Chapter xlviii
xlviii
I DON’T KNOW HOW YOU FELT WHEN OUR RELATIONSHIP first started, but I had all these moments of: Should I call him? Text him? Would he write back? Would he ignore me? Would it feel worse if I reached out and he didn’t respond, or would it feel worse if I didn’t reach out at all and instead sat wondering how he was doing? That next week, I had the same feelings about the kids. Should I call them? Text them? Would they write back? Would they ignore me? Et cetera, et cetera, et cetera.
I gave them Sunday. I spent the morning with Eva, the afternoon reading through the scripts for the next batch of episodes of Tiger & Bunny , and the evening organizing the house and eating carrots with hummus for dinner, with a spoonful of Nutella for dessert. Sometimes it felt good not to cook.
Monday afternoon I sent a message to Violet. Thinking about you and your brothers, like I always do. Hope you all had a good start to your week.
I heard back from her after dinner. We’re dealing , she wrote. The boys haven’t said much about it. Dad hasn’t mentioned it at all. At least not to me. I still can’t believe you cheated on him.
I closed my eyes, took a breath. Maybe I should have insisted we tell them when they had another few nights at my house. But I thought Darren would want to be with them, would want to be with Sam, and that I owed it to Darren to give him those days, but … I don’t know. Maybe it was the wrong choice.

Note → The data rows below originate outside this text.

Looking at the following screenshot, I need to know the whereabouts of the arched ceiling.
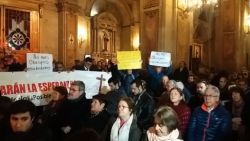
[86,0,134,26]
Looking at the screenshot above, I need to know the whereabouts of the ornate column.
[57,0,81,67]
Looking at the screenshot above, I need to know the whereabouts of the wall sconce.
[77,26,87,47]
[244,14,250,34]
[133,34,140,50]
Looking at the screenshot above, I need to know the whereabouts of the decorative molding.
[143,0,160,9]
[56,1,83,14]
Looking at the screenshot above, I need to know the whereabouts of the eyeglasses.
[203,95,219,98]
[118,106,129,109]
[69,89,81,92]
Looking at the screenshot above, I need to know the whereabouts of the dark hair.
[108,77,120,85]
[229,86,245,101]
[84,57,93,63]
[71,81,85,92]
[118,96,135,114]
[238,78,248,85]
[154,106,179,133]
[53,86,68,96]
[9,100,36,118]
[130,78,147,89]
[0,96,12,115]
[197,80,209,86]
[92,94,107,106]
[169,87,185,102]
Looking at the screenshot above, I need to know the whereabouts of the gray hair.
[205,85,220,97]
[71,81,85,92]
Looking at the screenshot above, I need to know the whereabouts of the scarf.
[147,127,183,141]
[110,114,133,141]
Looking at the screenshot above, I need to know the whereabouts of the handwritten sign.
[149,51,171,67]
[26,53,53,72]
[0,71,111,106]
[117,51,142,70]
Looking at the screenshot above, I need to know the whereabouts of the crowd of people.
[0,57,250,141]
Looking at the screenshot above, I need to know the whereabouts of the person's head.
[179,61,186,68]
[170,87,184,105]
[154,106,179,136]
[229,86,244,103]
[127,69,133,74]
[187,74,194,83]
[9,100,36,133]
[55,62,65,72]
[117,97,135,120]
[196,80,208,95]
[166,80,176,91]
[51,86,68,101]
[155,66,163,73]
[175,81,185,91]
[238,79,248,91]
[0,96,12,120]
[84,57,93,68]
[67,81,85,100]
[219,76,227,88]
[203,85,220,108]
[162,75,169,88]
[90,94,106,114]
[130,78,146,95]
[242,70,248,79]
[75,60,81,65]
[108,77,120,91]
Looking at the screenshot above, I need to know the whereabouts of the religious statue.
[102,33,109,51]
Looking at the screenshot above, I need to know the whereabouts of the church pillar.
[57,0,85,68]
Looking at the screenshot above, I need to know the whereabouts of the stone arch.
[85,0,133,26]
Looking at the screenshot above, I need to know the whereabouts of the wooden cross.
[96,74,106,92]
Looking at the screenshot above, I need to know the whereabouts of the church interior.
[0,0,250,72]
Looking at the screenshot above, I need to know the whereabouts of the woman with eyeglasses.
[170,88,191,137]
[108,97,141,141]
[145,106,183,141]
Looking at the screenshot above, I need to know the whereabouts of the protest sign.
[0,71,111,106]
[149,51,171,67]
[117,51,142,70]
[26,53,53,72]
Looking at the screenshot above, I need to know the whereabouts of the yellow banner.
[117,51,142,70]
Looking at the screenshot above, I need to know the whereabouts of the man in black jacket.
[0,100,52,141]
[58,81,90,135]
[131,79,155,131]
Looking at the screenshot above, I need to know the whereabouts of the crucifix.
[96,74,106,92]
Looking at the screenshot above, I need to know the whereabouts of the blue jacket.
[188,105,231,141]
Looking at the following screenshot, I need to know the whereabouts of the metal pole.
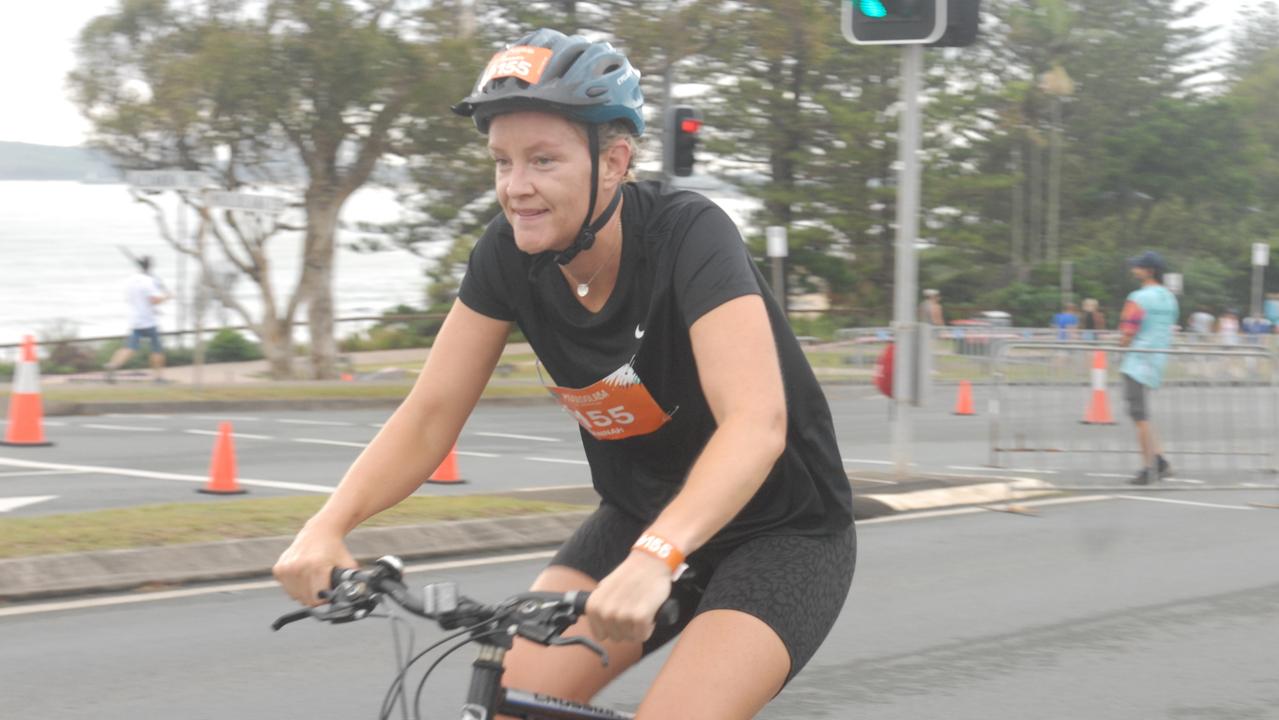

I’m so sorry, Vi. You can ask me whatever you want , I wrote back. See you all on Thursday for Sammy’s art show. Love you.
I held my breath, waiting to see what she’d say, the way I used to with you.
You too finally came through, and I let out a breath.
Eva said to lead with love. That it would all be okay if I led with love. I took her words to heart. I didn’t only lead with it, I followed with it, too. I wanted them to feel my love everywhere.